D - Unsafe and doomed

Mon Jan 6 05:40:08 PST 2014

On Monday, 6 January 2014 at 04:16:56 UTC, H. S. Teoh wrote:
> Since a null pointer implies that there's some kind of logic 
> error in
> the code, how much confidence do you have that the other 99 
> concurrent
> requests aren't being wrongly processed too?

That doesn't matter if the service isn't critical, it only 
matters if it destructively writes to a database. You can also 
shut down parts of the service rather than the entire service.

> Based on this, I'm inclined to say that if a web request process
> encountered a NULL pointer, it's probably better to just reset 
> back to a known-good state by restarting.

I many cases it might be, but it should be up to the project 
management or the organization to set the policy, not the 
language designer. This is an issue I have with many of the "c++ 
wannabe languages". They enforce policies that shouldn't be done 
on the level of a tool (it could be a compiler option though). My 
pet peeve is Go and its banning of assert() because many 
programmers use it in an appropriate manner. In D you have the 
overloading of conditionals and others. With Ada and Rust, it is 
ok, because they exist to enforce a policy for existing 
organizations (DoD, Mozilla). Generic programming languages that 
claim should be more adaptable.

> No, usually you'd set things up so that if the webserver goes 
> down, an init script would restart it. Restarting is 
> preferable, because it resets the program back to a known-good 
> state.

The program might be written in such a way that you know that it 
is a good state when you catch the null exception.

> careless bug, but a symptom of somebody attempting to inject a 
> root
> exploit?  Blindly continuing will only play into the hand of the
> attacker.

Protection against root exploits should be done on lower level 
(jail).

> The thing is, a null pointer error isn't just an exceptional 
> condition
> caused by bad user data; it's a *logic* error in the code. It's 
> a sign
> that something is wrong with the program logic.

And so is array-out-of bounds, or division-by-zero.

> Tell the client not to do that again? *That* sounds like the 
> formula for
> a DoS vector (a rogue client deliberately sending the crashing 
> request
> over and over again).

What else can you do? You return an error and block subsequent 
requests if appropriate.

In a networked  computer game you log misbehaviour, you drop the 
client after a random delay and you can block the offender. What 
you do not want is to disable the entire service. It is better to 
run a somewhat faulty service that entertain and retain your 
customers than shutting down until a bug fix appears. If it takes 
15-30 seconds to bring the server back up then you cannot afford 
to reset all the time.

I can point to many launches of online computer games that has 
resulted in massive losses due to servers going down during the 
first few weeks. That is actually one good reason to not use C++ 
in game servers, the lack of robustness to failure. In some 
domains the ability to keep the service running, and the ability 
to turn off parts of the service, is more important than 
correctness. What you want is a log of player-resources so that 
you post-failure can restore game balance.

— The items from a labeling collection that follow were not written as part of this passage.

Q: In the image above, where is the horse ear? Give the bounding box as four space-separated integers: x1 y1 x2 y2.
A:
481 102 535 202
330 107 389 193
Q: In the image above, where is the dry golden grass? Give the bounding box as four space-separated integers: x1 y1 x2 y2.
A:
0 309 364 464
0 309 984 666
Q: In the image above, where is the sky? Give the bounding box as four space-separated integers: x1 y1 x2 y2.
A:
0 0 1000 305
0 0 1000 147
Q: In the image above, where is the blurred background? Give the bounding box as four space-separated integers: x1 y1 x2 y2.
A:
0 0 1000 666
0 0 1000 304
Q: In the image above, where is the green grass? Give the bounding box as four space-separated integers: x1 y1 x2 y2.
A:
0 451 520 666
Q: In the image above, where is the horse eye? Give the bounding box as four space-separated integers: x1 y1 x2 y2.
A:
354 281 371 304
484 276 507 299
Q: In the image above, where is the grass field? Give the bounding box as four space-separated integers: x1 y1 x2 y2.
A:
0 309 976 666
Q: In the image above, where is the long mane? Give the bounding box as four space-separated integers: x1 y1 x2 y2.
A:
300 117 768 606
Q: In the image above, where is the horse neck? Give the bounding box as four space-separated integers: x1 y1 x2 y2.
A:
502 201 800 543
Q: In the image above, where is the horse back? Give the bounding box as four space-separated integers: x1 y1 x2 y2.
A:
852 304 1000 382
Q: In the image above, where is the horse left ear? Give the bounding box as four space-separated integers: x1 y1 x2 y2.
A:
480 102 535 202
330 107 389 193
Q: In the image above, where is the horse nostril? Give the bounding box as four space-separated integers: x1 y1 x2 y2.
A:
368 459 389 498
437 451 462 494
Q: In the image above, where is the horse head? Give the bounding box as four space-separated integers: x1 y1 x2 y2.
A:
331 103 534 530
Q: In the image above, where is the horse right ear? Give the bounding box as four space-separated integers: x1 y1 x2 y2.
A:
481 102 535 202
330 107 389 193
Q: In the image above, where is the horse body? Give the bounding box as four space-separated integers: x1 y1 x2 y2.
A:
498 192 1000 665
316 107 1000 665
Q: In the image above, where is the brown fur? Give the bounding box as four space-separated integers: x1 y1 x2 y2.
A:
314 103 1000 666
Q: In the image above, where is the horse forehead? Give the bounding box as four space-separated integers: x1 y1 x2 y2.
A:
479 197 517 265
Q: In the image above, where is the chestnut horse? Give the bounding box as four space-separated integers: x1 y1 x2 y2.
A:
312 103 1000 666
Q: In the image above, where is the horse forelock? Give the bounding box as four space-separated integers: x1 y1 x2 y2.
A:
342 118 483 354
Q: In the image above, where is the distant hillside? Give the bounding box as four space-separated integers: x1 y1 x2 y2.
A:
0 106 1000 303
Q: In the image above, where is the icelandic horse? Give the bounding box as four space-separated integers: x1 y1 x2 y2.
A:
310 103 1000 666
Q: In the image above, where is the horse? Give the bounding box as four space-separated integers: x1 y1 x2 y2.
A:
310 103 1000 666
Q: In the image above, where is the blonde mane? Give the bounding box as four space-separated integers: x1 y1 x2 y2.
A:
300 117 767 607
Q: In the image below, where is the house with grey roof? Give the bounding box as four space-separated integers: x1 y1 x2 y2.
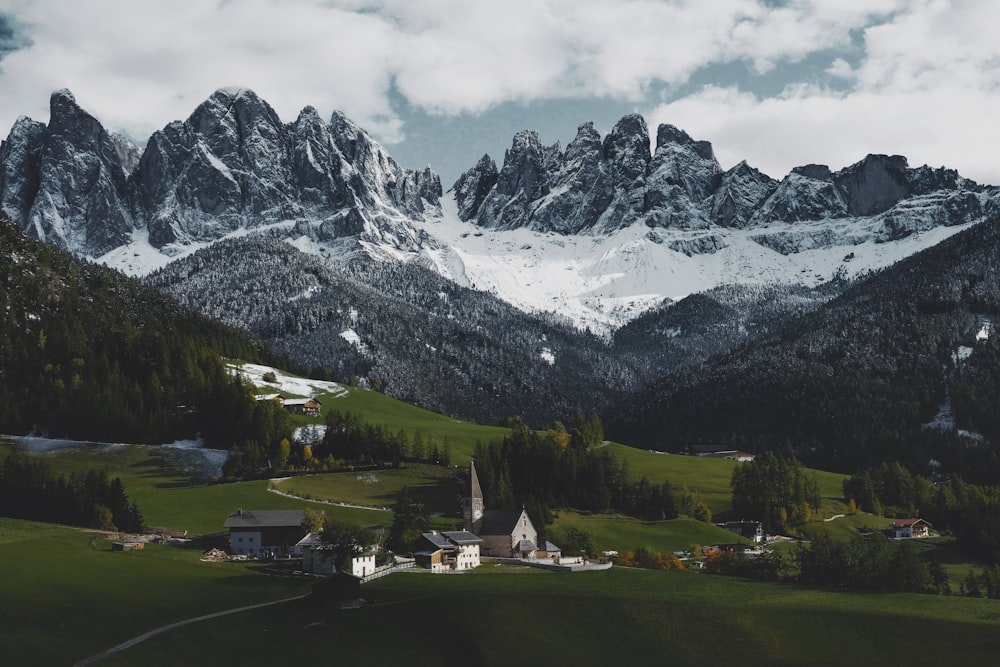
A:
462 461 555 559
223 509 309 558
295 525 385 579
413 530 483 572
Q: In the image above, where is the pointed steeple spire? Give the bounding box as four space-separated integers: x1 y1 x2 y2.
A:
462 461 486 535
469 461 483 500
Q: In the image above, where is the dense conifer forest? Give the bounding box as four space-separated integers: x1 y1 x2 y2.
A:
0 216 294 448
609 218 1000 482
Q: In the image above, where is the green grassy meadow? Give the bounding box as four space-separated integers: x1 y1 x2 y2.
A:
301 380 510 466
552 510 749 553
0 389 1000 665
92 566 1000 665
274 463 458 514
0 519 308 665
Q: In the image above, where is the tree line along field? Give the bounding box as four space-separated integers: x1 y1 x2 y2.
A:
0 390 1000 665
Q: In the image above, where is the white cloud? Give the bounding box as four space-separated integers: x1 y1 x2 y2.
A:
647 1 1000 183
0 0 1000 182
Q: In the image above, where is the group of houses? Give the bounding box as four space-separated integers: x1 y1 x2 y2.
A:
254 394 323 417
224 463 577 578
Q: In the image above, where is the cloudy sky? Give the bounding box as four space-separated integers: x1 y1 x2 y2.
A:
0 0 1000 187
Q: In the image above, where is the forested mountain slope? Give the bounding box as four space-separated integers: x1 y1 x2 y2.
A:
0 214 290 446
611 214 1000 481
147 238 638 426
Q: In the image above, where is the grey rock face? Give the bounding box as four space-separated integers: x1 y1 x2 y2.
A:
711 160 778 229
21 90 134 255
0 90 441 256
834 155 911 216
750 165 848 226
0 116 45 224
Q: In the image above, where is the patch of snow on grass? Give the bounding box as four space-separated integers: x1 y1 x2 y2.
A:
230 364 348 398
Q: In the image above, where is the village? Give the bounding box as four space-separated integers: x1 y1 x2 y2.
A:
186 462 931 606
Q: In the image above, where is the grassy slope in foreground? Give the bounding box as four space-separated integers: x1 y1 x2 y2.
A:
97 566 1000 666
0 519 308 665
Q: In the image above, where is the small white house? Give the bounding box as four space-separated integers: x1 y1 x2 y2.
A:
413 530 483 572
889 519 931 539
295 526 381 579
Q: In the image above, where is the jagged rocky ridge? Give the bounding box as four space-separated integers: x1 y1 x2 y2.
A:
0 89 441 257
146 238 640 426
452 114 997 255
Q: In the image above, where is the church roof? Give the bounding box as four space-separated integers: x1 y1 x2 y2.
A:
479 510 523 535
517 540 538 551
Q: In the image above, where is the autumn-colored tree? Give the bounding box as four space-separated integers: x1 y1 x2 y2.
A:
278 438 292 469
612 551 636 567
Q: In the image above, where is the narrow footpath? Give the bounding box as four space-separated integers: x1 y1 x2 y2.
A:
74 593 308 667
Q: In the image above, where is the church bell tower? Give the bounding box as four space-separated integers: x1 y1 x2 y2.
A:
462 461 486 535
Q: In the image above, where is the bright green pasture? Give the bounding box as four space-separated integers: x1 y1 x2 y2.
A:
126 480 392 534
0 519 307 665
552 511 748 553
97 566 1000 666
607 443 847 520
274 464 458 514
296 380 510 466
798 512 893 541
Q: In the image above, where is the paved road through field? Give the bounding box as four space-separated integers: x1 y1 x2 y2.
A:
74 594 308 667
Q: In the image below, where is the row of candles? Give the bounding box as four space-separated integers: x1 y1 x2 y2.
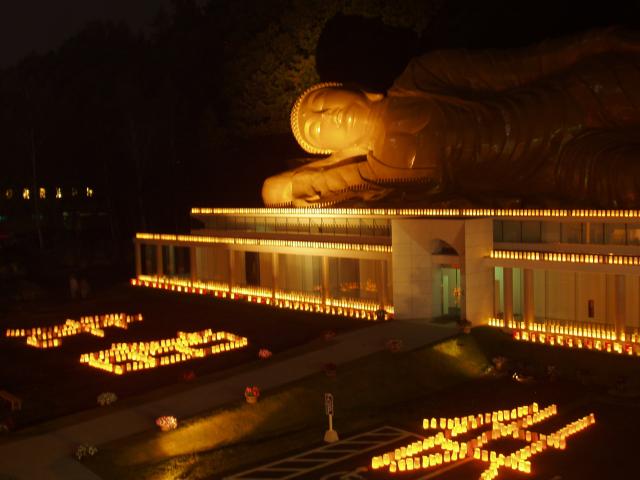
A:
371 403 595 480
5 313 142 348
136 233 391 253
191 207 640 218
131 275 393 320
489 250 640 266
488 318 640 356
80 329 249 375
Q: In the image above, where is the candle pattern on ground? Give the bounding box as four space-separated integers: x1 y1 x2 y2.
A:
80 329 248 375
489 318 640 356
371 403 595 480
131 275 394 320
5 313 142 348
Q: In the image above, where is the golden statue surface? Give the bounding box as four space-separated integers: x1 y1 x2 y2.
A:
262 29 640 208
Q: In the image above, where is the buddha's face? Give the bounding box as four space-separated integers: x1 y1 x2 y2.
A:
298 87 371 152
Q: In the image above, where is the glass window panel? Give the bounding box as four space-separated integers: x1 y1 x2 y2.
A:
562 222 582 243
604 223 626 245
585 222 604 244
522 222 542 243
502 220 522 243
627 223 640 245
360 218 375 236
493 220 502 242
542 222 560 243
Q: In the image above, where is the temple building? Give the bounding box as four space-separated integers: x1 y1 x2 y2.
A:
132 208 640 348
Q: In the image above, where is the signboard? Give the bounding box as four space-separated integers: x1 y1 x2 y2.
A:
324 393 333 415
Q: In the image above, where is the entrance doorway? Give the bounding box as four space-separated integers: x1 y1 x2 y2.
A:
440 265 462 320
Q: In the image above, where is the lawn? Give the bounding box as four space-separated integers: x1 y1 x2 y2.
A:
82 336 487 479
88 328 640 480
0 286 371 428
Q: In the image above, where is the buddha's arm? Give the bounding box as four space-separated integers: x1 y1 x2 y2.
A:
262 156 384 206
389 28 640 96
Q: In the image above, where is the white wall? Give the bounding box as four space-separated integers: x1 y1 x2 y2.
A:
391 219 493 323
461 219 494 325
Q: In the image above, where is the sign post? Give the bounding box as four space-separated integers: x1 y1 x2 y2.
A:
324 393 339 443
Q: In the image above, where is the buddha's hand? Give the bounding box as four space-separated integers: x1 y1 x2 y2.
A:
262 162 387 207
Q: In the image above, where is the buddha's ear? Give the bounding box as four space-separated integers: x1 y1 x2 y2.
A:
363 92 384 102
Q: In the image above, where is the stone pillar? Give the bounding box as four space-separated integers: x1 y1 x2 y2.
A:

> data and start over. This is a case of a problem with the 
> *code*, which
> means you cannot trust the program will continue doing what you

That depends on how the program is written and in which area the 
null exception happend. It might even be a known bug that might 
take a long time to locate and fix, but that is known to be 
innocent.

> things will still work the way you think they work, will only 
> lead to
> your program running the exploit code that has been injected 
> into the
> corrupted stack.

Pages with execution bit set should be write protected. You can 
only jump into existing code, injection of code isn't really 
possible. So if the existing code is unknown to the attacker that 
attack vector is weak.

> The safest recourse is to reset the program back to a known 
> state.

I see no problem with trapping None-failures in pure Python and 
keeping the service running. The places where it can happen tend 
to be when you are looking up a non-existing object in a 
database. Quite innocent if you can backtrack all the way down to 
the request handler and return an appropriate status code.

If you use the safe subset of D, why should it be different?